Wednesday, July 20, 2016

Stormy Musings

Things have slowed wayyyy down after a crazy few weeks. I was traveling quite a bit at the beginning of the summer (home, conferences, visiting friends) then my mom was in town for a week for the 4th, I taught a class for a month (five hours a day, four days a week....BRUTAL) which just ended. Now I'm just finishing up grading final papers, and my advisor is out of town for the next two weeks which means FREEDOM.

The weather in College City abso-fucking-lutely sucks and I'm so over it. Weeks and weeks of brutal heat, plus almost daily rain/thunderstorms, plus out-of-this-world humidity = cranky Kaylee. Is it too much to ask for a moderately temperate climate, Midwest? Is it?!? Holy Jesus literally as I've been sitting here writing this, another thunderstorm just rolled in. GET ME OUT.
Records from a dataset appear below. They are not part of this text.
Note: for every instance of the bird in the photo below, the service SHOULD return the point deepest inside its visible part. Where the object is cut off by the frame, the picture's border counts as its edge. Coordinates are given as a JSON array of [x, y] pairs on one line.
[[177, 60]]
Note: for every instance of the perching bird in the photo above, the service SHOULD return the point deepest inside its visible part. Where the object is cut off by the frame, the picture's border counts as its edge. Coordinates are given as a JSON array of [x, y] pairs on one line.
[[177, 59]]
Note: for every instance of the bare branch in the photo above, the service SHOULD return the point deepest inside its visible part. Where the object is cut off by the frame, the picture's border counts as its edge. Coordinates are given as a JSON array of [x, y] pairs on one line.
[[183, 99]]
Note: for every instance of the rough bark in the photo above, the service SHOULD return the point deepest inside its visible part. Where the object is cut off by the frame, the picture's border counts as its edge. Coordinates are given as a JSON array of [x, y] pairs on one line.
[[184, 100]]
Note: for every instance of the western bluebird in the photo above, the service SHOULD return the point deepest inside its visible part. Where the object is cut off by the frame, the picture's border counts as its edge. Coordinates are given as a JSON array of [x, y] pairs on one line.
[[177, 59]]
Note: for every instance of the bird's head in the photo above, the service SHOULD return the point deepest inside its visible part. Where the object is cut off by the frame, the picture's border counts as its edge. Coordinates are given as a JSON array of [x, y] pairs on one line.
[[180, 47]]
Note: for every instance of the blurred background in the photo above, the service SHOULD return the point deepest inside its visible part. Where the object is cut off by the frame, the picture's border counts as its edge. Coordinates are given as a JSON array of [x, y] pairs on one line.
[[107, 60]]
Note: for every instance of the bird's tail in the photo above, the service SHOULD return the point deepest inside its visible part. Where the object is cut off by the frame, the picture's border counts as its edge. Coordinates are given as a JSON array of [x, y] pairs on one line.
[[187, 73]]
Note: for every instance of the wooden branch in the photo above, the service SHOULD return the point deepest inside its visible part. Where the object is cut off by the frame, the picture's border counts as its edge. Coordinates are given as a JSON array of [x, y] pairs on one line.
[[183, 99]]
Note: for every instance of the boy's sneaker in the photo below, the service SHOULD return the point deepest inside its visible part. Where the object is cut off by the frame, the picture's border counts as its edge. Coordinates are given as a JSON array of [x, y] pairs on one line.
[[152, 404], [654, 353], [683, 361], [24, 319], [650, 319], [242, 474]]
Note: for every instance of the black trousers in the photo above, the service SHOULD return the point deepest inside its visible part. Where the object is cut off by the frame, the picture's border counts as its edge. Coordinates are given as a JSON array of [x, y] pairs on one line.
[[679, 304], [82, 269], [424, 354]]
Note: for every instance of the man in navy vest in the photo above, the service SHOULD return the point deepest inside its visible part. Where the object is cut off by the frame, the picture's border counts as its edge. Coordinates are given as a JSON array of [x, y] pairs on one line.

Otherwise, I suppose the biggest news from the past week is that I got a haircut (I LEAD A VERY EXCITING LIFE). My hair was sooooo long, like almost to my waist. I got four inches cut off, but of course my hair was so long to begin with that it's almost not even noticeable. I've been growing my hair out for about three years now with only periodic trims, so this was a semi milestone. Even though it doesn't really look all that different.

Each of these could probably be its own post, but as you can tell from my recent blogging habits, it would probably be overly ambitious of me to attempt that. So here are a few developments:

- I'm in a fight with my best friend. But...she doesn't know we're in a fight. In other words, I'm super annoyed with her for reasons that are too specific and complicated and longstanding to explain here, but haven't talked with her about it. So I'm stewing silently and being passive aggressive and distant. #maturity

- I'm having lots of insecurities about academic/professional/career stuff. This summer has been hard because I'm working on lots of random stuff for my advisor without any sense of compelling purpose. I'm not loving any of the projects I'm on right now, which has me feeling very ambivalent and half-hearted about my work. Plus I've gotten TWO manuscripts rejected by journals in the past month, and my self-confidence has taken a serious hit. I've been thinking about what it means to be in this field, fighting for publication and funding and tenure for the next decade at least, and questioning whether my present career/life plans are right for me.

- I joined OKCupid. God help us all.